The principle of patient welfare, as Dr. Sox points out, dates from ancient times. So does the much-maligned concept of physician paternalism which, since the time of Hippocrates, has provided a very important and comforting support for the patient during frightening episodes of severe illness, thus strengthening the patient-physician relationship.

Yet physician paternalism is rejected supposedly because it interferes with patient choice, and instead, patient autonomy is promoted. But we have seen how patient autonomy (as part of the "Georgetown mantra" from the field of bioethics) has been used, falsely in some cases, to promote assisted suicide and euthanasia.(6)

Instead of physician paternalism, it is the Charter which takes choice away from the patient by insisting on altruism (the patient must place the needs of others ahead of her own needs) and by placing the needs of society above those of the individual patient. Both of these mean that some other person will make the choice for the ill patient. Who is this to be? How will this person be chosen? And why is this form of paternalism good if physician paternalism is bad?

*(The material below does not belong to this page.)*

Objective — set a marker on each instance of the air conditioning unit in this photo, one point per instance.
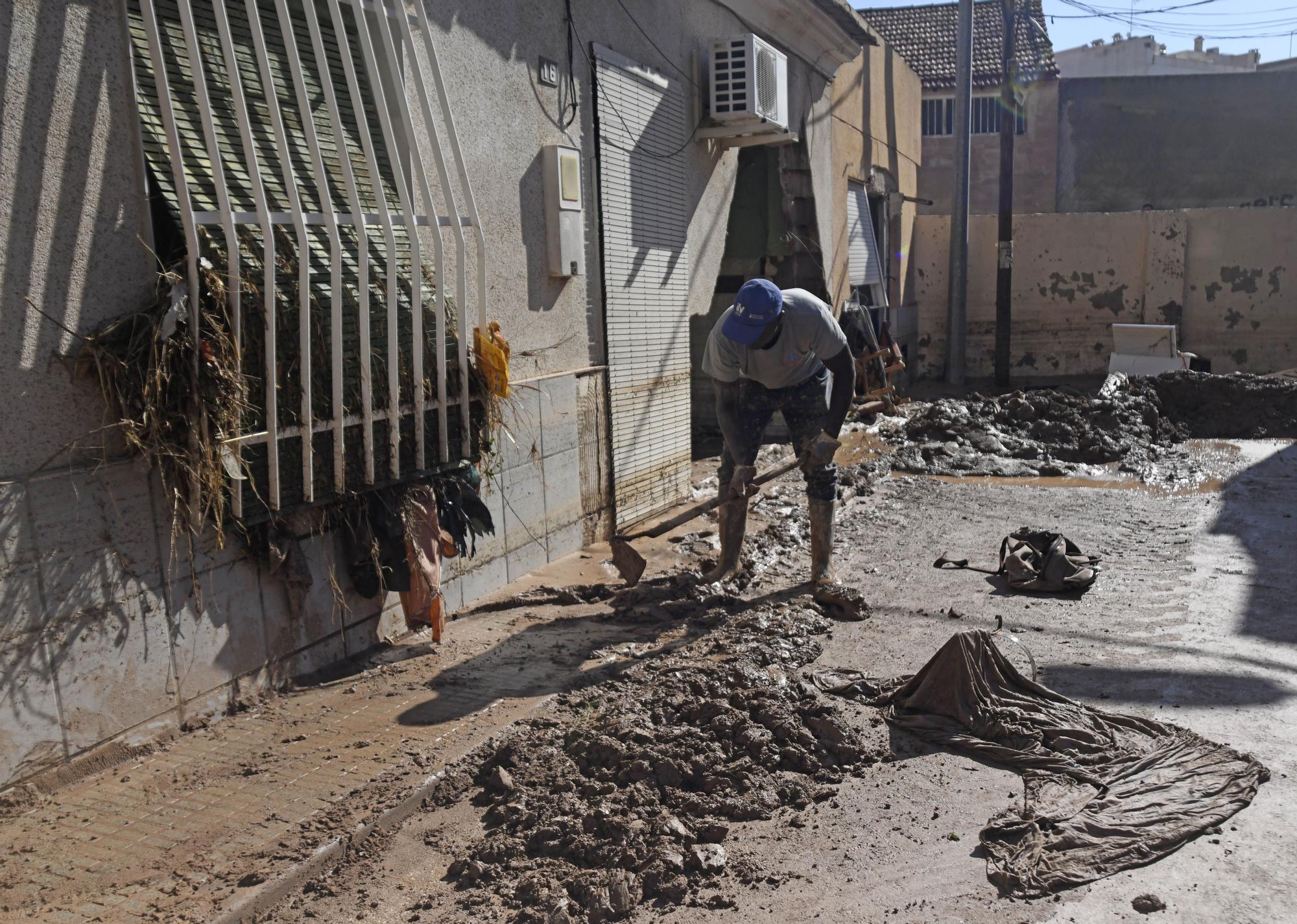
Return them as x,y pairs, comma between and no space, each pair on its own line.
750,84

Debasing our professional ethics in order to promote a political agenda is in itself unethical. Our time-honored, patient-centered ethics must be cherished and preserved with the same enthusiasm and pride that we apply to our sacred obligation to give the finest care possible to each of our patients.

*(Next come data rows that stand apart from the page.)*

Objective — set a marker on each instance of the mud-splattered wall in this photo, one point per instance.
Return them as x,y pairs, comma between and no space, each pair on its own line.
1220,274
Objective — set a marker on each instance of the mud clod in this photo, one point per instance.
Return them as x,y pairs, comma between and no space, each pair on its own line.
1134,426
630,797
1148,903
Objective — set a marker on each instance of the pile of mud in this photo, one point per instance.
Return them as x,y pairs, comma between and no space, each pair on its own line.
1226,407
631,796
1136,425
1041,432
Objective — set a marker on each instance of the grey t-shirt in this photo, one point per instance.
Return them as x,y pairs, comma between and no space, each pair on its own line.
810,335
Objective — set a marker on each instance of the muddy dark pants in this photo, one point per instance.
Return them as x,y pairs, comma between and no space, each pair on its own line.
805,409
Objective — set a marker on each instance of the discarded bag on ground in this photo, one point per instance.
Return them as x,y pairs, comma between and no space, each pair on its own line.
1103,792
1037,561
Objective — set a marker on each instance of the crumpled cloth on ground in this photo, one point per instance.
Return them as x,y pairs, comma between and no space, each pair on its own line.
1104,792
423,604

From the physician immersed in patient care practicing front line medicine in the trenches, to the professors in our medical schools teaching medical students the failed ethics of "bioethics," to the leaders of organized medicine proposing a new ethical code for the entire profession, the same dictum must be followed --- primum non nocere. For the physician, first don't harm the patient but just as importantly for the leaders of the profession, don't harm the profession's ethical code.

This Physician Charter, a set of "fundamental principles," values and professional responsibilities, which places the needs of society above those of the individual patient, will increase suffering and death and destroy the patient-physician relationship. Designed to promote the interests of third parties, it will worsen, not improve, the dilemma faced by today's physicians, who already are challenged by new technology, increasing complexity of health care, changing market forces in medicine, and problems with health care delivery.

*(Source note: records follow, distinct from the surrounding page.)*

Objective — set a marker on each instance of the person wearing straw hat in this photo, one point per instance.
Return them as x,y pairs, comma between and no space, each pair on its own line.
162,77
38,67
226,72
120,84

The political agenda behind this Physician Charter is the same as that behind the "Tavistock principles," proposed several years ago in an earlier attempt to destroy medicine's ethical code.(7) Tavistock principle number (1) proposed a new welfare right (an entitlement) to health care and principle number (2) proposed a population-based ethics. The "Tavistock principles" were rejected by every organized medical group which considered them.8 The same fate awaits this Physician Charter despite the years of wasted effort that these prominent members of organized medicine have expended to develop it.

References

1. Medical Professionalism Project. "Medical Professionalism in the New Millennium: A Physician Charter." Ann Int Med 2002;136:243-46.
2. Vazsonyi B. America's 30-years War: Who is Winning? Washington, D.C., Regnery Publishing, 1998, p. 79.
3. Ibid., p. 209.
4. Rothbard MN. Egalitarianism as a Revolt Against Nature and Other Essays. Auburn, Al., Ludwig von Mises Institute, 1974, pp. 18-20.
5. Vazsonyi, op. cit., pp. 37-39.
6. Smith WJ. Culture of Death: The Assault on Medical Ethics in America. San Francisco, Encounter Books, 2000, p. 111.
7. Berwick D, Hiatt K, Janeway P, Smith R. An Ethical Code for Everybody in Health Care (Editorial). British Medical Journal 1997;315:1633-34.
8. Arnett JC Jr. The 'Tavistock Principles' of Medical Ethics (Editorial). Medical Sentinel 2001;6(2):63-65.

Dr. Jerome C. Arnett, Jr., is a member of the Editorial Board of the Medical Sentinel, a medical ethicist, and a practicing pulmonologist in Elkins, West Virginia.